Diyeceğim şu!… Birey olarak, sivil toplum örgütleri olarak.. İnsani ve rahmani bir inancın müktesebatıyla, hareket etmeliyiz!… Devleti de, siyaseti de, "bu kulvarda" dayanışma lokomotifi olarak, teşvik etmeliyiz.. Sahiplenmeliyiz.. Ne başka Türkiye var, ne başka bir İzmir var.. Ne de; bu topraklarda "yaşayan" başka insanlar var.. Hepsi bu coğrafyanın asli unsuru!!…

***

Depremde hayatını kaybedenlere Allah'tan rahmet diliyorum.. Ki, deprem bir doğal afet olduğu için; ölenler inancımız gereği; şehittirler.. Yakınlarına sabır diliyorum.. Yaralılara da acil şifalar.. Ülkemin ve milletimin başı sağ olsun..

***

YİNE AYNI TİPLER!…

Ne yazık ki, "insani ve rahmani" inancı ve kültürümüzün dışında, böylesi acılar üzerinde "tepinen" iğrenç karakterler de yok değil.. Bir avuç olsalar bile; lağım pisliğidirler..

***

Siyasi, ideolojik, ırkçı ve şoven bir fitne körüğüyle; toplumu, ülkeyi ve devleti "ayırımcılık" çıkmazına sokmak adına, enva-i şeytanlıkları icra edenler oldu!.. "Cellat misali.?"  Kirli nefretiyle saldırıyorlar, pervasızca!..

***

 

Koyun can derdinde, bunlar kasap gibi.. İnsanlar "enkaz altından bir canlının" çıkması için; uğraş verirken.. İnsanlar, elini açmış Allah'a dua edip, "rahmet isterken… İnsanlar nefesini tutmuş, enkazın altındakilerden "bir ses gelir" umuduyla beklerken.. Kifayetsiz muhterisler, düştükleri bataklıktan çamur atıyorlar…

 

***

Hele bir durun ya!.. Azıcık bekleyin.. İktidara, Erdoğan’a, bakanlıklara "içinizde biriktirdiğiniz" nefreti, enkazlar bir kaldırılsın.. Cenazeler bir defin edilsin.. Açılan, yaranın derinliğine vakıf olunsun.. Ondan sonra; "kusun ne kusacaksanız mikroplar?"..

***

Bakar mısınız!.. Daha 25 Ocak'ta, 40'ın üzerinde insanımızı, Elazığ'da, Malatya'da "Deprem'e kurban" verdik.? Birileri hala o kinin, nefretin şeytanlığıyla, İzmir'in Bayraklı semtinde yaşayanlara, ideolojik bakışla, neler söylemiyor ki!.. Yazıklar olsun…

***

Hasılı kelam!… Ey insanlıktan nasibini almamışlar.. Ey, rahmanı bilmeyenler.. Ey, imansızlar.. Siyasetinizi, ideolojinizi, mezhebinizi, seküler yaşam medeniyetinizi, Allah ğark etsin.. O enkaz altındakiler; candır can!… Bi "insan ve can olduklarına" odaklanırsanız; siz de "insan olduğunuzun" farkına varırsınız!… Lakin insan değilsiniz, çiğ, çok çiğsiniz!…

***

 

MESUT YILMAZ'IN ARDINDAN!…

Rahmete gitti, diyemiyorum!..

Öldü diyorum..

Tabi "ölenin ardından" kötü konuşma gibi bir halim de, yok!..

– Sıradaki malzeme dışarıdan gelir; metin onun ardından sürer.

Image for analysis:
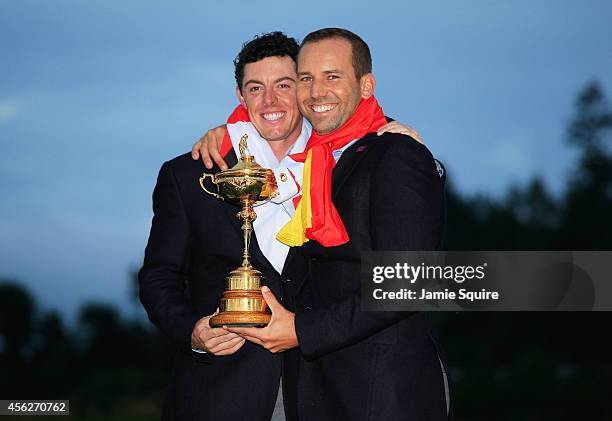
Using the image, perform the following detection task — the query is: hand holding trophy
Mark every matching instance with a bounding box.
[200,134,278,327]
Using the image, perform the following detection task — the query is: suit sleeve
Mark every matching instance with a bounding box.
[138,162,199,350]
[295,140,444,360]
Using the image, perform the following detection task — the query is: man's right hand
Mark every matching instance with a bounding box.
[191,124,228,171]
[191,313,245,355]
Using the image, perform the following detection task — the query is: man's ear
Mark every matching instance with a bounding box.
[236,86,247,108]
[359,73,376,99]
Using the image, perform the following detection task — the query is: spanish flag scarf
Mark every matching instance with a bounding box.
[221,96,386,247]
[276,96,387,247]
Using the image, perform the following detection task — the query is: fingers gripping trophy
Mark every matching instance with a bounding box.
[200,134,278,327]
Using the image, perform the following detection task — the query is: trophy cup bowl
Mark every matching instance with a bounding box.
[200,135,277,327]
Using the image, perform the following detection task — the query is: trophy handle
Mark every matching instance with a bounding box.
[200,173,224,200]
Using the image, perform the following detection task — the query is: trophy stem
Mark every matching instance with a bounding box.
[236,200,257,267]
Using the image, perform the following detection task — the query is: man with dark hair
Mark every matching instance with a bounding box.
[229,28,450,421]
[139,32,416,420]
[139,32,310,421]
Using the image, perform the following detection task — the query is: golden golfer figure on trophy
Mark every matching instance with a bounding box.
[200,134,278,327]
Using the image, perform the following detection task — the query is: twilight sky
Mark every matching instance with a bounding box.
[0,0,612,322]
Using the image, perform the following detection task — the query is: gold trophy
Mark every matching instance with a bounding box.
[200,134,278,327]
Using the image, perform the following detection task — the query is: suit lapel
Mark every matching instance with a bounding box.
[332,133,376,200]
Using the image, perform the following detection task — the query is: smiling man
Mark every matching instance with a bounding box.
[139,32,418,421]
[229,28,450,421]
[139,32,310,421]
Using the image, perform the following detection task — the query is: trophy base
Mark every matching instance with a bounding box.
[209,311,272,327]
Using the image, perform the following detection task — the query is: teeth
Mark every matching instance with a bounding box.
[263,113,285,121]
[312,104,336,113]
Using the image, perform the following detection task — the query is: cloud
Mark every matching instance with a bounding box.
[0,99,19,124]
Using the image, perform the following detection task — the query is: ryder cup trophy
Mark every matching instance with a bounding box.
[200,134,278,327]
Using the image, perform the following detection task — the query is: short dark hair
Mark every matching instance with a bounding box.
[300,28,372,80]
[234,31,300,92]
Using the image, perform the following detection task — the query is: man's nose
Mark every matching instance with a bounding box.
[310,80,327,98]
[264,89,277,105]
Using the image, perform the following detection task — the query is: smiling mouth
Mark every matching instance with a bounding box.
[261,111,287,121]
[310,104,338,113]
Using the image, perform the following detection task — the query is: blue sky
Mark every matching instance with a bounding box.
[0,0,612,322]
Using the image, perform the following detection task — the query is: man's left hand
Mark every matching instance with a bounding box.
[225,287,298,353]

İnancım da, zaten izin vermez…

Hayrı da, sevabı da, günahı da ölene aittir!!…

Ancak, Mesut Yılmaz üzerinden iki temennim olacaktır…

Birincisi, ki bu çok önemli…

Allah'ü teala, hiç bir babaya "evlat acısı, kendisi yaşarken yaşatmasın…!"

Ve "evlat" acısı üzerinden sınava tabi tutmasın..

Yılmaz son üç yıldır bu sınavı vermekteydi!…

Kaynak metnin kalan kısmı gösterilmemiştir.